Store the data in the vector database using the vector database's upsert/insert snap.

Figure 9. Store a Vector into Database

Figure 10. A Vector in the Pinecone Database

Retrieve Vectors

Utilize the JSON Generator snap to simulate the text to be queried.
Vectorize the original text using the embedder snap.
Employ a mapper snap to format the structure into the format required by Pinecone, naming the query vector as "vector".
Retrieve the top 1 vector, which is the nearest neighbor.

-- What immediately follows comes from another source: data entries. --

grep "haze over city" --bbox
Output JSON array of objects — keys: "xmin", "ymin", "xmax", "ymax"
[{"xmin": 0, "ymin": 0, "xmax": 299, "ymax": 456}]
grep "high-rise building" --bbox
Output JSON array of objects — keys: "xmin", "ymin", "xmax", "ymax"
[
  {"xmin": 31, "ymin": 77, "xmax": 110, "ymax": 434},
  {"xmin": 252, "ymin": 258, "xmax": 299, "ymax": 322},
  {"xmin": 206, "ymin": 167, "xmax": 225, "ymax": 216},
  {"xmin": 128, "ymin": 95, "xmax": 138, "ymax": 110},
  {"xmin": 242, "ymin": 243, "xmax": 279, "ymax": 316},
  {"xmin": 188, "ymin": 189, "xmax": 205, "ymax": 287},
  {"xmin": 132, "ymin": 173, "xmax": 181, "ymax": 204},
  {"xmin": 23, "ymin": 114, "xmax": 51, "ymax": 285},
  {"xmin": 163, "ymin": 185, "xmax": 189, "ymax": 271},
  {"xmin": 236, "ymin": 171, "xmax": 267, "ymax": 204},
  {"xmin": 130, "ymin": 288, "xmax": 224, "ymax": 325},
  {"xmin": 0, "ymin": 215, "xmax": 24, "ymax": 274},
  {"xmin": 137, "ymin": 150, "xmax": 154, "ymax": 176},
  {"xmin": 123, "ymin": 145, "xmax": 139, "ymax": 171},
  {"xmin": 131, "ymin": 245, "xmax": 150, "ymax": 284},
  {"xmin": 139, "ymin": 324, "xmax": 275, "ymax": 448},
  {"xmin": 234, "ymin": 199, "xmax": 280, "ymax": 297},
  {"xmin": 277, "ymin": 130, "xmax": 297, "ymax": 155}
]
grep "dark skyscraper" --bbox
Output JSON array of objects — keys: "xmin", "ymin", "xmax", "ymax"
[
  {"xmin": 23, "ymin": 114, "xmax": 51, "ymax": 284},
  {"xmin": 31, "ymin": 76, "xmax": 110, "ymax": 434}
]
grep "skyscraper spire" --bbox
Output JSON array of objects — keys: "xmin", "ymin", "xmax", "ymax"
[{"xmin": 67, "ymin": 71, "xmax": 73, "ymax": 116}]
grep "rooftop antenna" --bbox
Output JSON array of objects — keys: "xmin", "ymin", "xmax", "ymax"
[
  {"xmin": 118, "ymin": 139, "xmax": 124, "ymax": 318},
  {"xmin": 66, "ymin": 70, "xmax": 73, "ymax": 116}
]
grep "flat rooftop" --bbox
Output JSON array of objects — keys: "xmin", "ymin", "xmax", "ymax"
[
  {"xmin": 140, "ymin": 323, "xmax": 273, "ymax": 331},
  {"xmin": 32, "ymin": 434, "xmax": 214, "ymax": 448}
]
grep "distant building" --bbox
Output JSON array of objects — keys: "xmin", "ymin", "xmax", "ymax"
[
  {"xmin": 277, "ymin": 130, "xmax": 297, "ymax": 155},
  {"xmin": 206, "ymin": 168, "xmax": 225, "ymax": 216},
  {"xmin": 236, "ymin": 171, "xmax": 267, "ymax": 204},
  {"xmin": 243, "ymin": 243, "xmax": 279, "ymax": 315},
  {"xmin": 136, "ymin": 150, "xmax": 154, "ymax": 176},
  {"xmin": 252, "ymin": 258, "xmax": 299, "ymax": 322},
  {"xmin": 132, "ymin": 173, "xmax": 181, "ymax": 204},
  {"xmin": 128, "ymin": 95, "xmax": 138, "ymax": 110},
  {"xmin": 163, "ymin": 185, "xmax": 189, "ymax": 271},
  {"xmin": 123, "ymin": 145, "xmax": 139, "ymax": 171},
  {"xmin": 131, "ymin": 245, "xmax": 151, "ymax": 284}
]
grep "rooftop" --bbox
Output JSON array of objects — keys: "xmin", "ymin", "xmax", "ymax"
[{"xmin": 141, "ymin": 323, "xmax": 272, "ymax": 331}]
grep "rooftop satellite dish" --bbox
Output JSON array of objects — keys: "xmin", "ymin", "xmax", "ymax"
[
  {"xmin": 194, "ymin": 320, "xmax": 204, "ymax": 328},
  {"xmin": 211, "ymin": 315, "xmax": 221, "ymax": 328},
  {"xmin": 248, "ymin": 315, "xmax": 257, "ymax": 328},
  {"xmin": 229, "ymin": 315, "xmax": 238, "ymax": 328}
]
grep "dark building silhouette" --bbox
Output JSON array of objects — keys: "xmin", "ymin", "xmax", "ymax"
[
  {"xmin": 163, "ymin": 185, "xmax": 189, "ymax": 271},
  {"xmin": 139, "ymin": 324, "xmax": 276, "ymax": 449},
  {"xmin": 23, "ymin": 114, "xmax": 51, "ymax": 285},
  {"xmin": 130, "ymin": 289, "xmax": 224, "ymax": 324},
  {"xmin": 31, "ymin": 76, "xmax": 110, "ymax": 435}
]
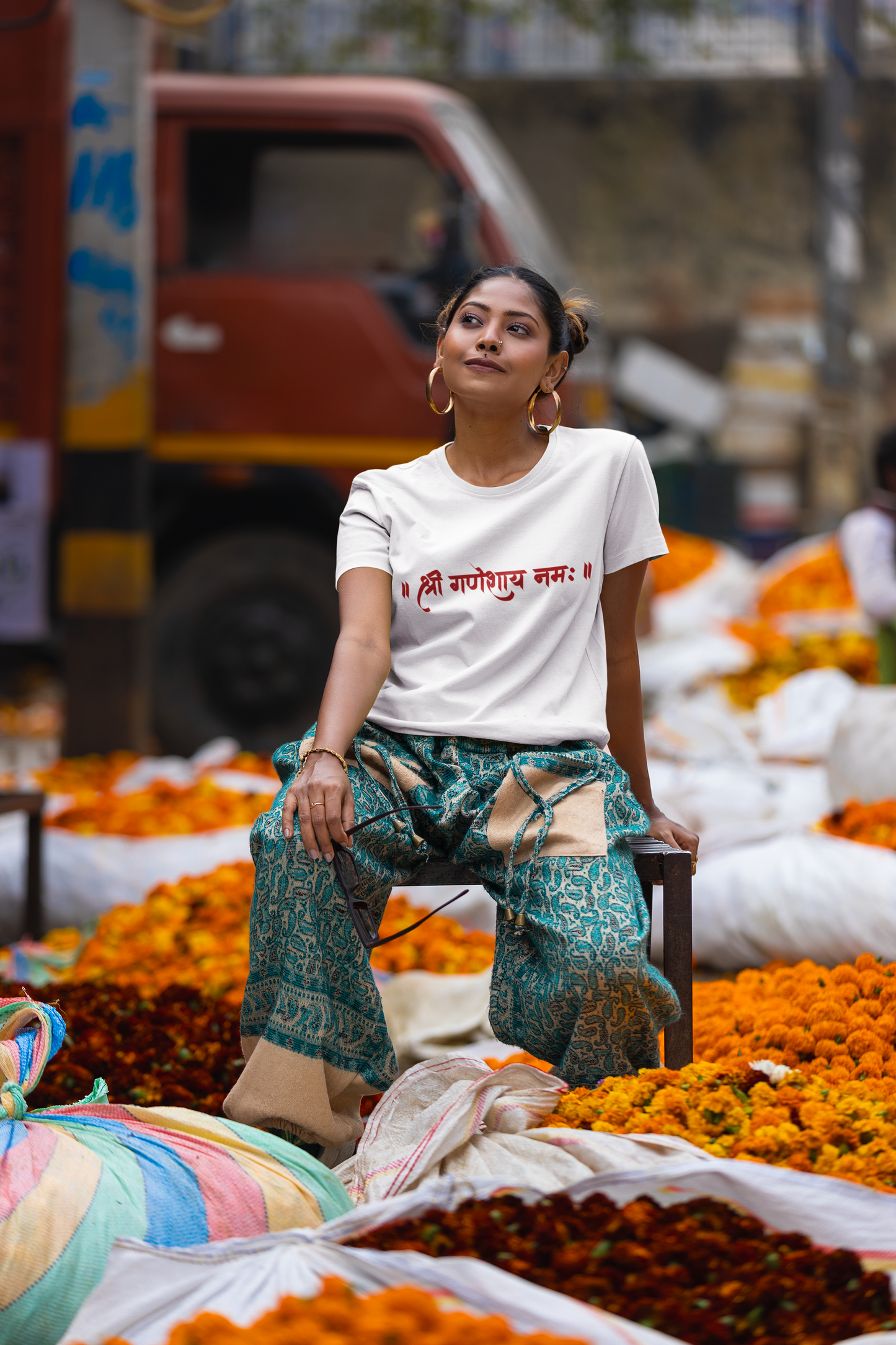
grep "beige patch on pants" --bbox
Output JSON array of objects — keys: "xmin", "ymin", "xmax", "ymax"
[
  {"xmin": 487, "ymin": 766, "xmax": 607, "ymax": 864},
  {"xmin": 223, "ymin": 1037, "xmax": 378, "ymax": 1148}
]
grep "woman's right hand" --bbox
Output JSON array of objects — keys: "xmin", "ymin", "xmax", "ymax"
[{"xmin": 282, "ymin": 752, "xmax": 355, "ymax": 864}]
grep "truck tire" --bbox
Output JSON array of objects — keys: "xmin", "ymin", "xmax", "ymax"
[{"xmin": 153, "ymin": 529, "xmax": 339, "ymax": 756}]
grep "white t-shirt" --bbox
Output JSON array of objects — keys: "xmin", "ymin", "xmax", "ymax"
[
  {"xmin": 840, "ymin": 507, "xmax": 896, "ymax": 624},
  {"xmin": 336, "ymin": 427, "xmax": 667, "ymax": 746}
]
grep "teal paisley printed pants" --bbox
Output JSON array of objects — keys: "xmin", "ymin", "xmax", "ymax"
[{"xmin": 241, "ymin": 722, "xmax": 680, "ymax": 1114}]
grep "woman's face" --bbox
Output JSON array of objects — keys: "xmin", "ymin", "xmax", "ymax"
[{"xmin": 437, "ymin": 275, "xmax": 568, "ymax": 413}]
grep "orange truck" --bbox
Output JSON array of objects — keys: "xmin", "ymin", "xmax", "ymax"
[{"xmin": 0, "ymin": 19, "xmax": 605, "ymax": 752}]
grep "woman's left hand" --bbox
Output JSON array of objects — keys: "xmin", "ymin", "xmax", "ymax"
[{"xmin": 647, "ymin": 810, "xmax": 700, "ymax": 873}]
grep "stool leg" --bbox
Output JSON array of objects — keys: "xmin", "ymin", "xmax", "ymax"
[
  {"xmin": 25, "ymin": 812, "xmax": 44, "ymax": 939},
  {"xmin": 662, "ymin": 850, "xmax": 693, "ymax": 1070},
  {"xmin": 638, "ymin": 878, "xmax": 653, "ymax": 960}
]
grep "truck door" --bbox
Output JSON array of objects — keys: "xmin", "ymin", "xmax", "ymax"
[
  {"xmin": 157, "ymin": 125, "xmax": 479, "ymax": 441},
  {"xmin": 153, "ymin": 117, "xmax": 479, "ymax": 752}
]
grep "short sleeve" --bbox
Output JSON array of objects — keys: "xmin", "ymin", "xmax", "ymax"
[
  {"xmin": 603, "ymin": 439, "xmax": 669, "ymax": 574},
  {"xmin": 336, "ymin": 472, "xmax": 393, "ymax": 584}
]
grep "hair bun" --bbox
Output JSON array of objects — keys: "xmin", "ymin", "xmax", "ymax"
[{"xmin": 562, "ymin": 295, "xmax": 591, "ymax": 355}]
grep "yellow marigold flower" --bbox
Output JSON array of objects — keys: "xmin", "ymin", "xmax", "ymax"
[{"xmin": 546, "ymin": 1057, "xmax": 896, "ymax": 1193}]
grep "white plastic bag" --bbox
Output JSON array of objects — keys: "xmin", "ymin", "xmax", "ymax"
[
  {"xmin": 756, "ymin": 668, "xmax": 859, "ymax": 761},
  {"xmin": 650, "ymin": 542, "xmax": 756, "ymax": 640},
  {"xmin": 380, "ymin": 967, "xmax": 494, "ymax": 1066},
  {"xmin": 60, "ymin": 1231, "xmax": 680, "ymax": 1345},
  {"xmin": 647, "ymin": 757, "xmax": 832, "ymax": 861},
  {"xmin": 688, "ymin": 831, "xmax": 896, "ymax": 970},
  {"xmin": 336, "ymin": 1056, "xmax": 701, "ymax": 1202},
  {"xmin": 638, "ymin": 628, "xmax": 756, "ymax": 695},
  {"xmin": 828, "ymin": 686, "xmax": 896, "ymax": 807},
  {"xmin": 60, "ymin": 1131, "xmax": 896, "ymax": 1345},
  {"xmin": 645, "ymin": 687, "xmax": 758, "ymax": 761}
]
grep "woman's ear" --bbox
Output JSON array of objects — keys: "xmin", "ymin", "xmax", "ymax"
[{"xmin": 541, "ymin": 350, "xmax": 570, "ymax": 393}]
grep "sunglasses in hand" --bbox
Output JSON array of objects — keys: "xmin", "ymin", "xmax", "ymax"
[{"xmin": 333, "ymin": 803, "xmax": 470, "ymax": 948}]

Figure 11. Retrieve Vectors from a Database

[
    {
        "content" : "favorite sport"
    }
]

Figure 12. Query Text

Figure 13. All Vectors in the Database

{
  "matches": [
    {
      "id": "db873b4d-81d9-421c-9718-5a2c2bd9e720",
      "score": 0.547461033,
      "values": [],
      "metadata": {
        "content": "I like football."
      }
    }
  ]
}

Figure 14. Pipeline Output: the Closest Neighbor to the Query

Embedder and vector databases are widely used in applications such as Retrieval Augmented Generation (RAG) and building chat assistants.

Multimodal Embeddings

While the focus thus far has been on text embeddings, the concept extends beyond words and sentences. Multimodal embeddings represent a powerful advancement, enabling the representation of various data types, such as images, audio, and video, within a unified vector space. By projecting different modalities into a shared semantic space, complex relationships and interactions between these data types can be explored.

For instance, an image of a cat and the word "cat" might be positioned closely together in a multimodal embedding space, reflecting their semantic similarity. This capability opens up a vast array of possibilities, including image search with text queries, video content understanding, and advanced recommendation systems that consider multiple data modalities.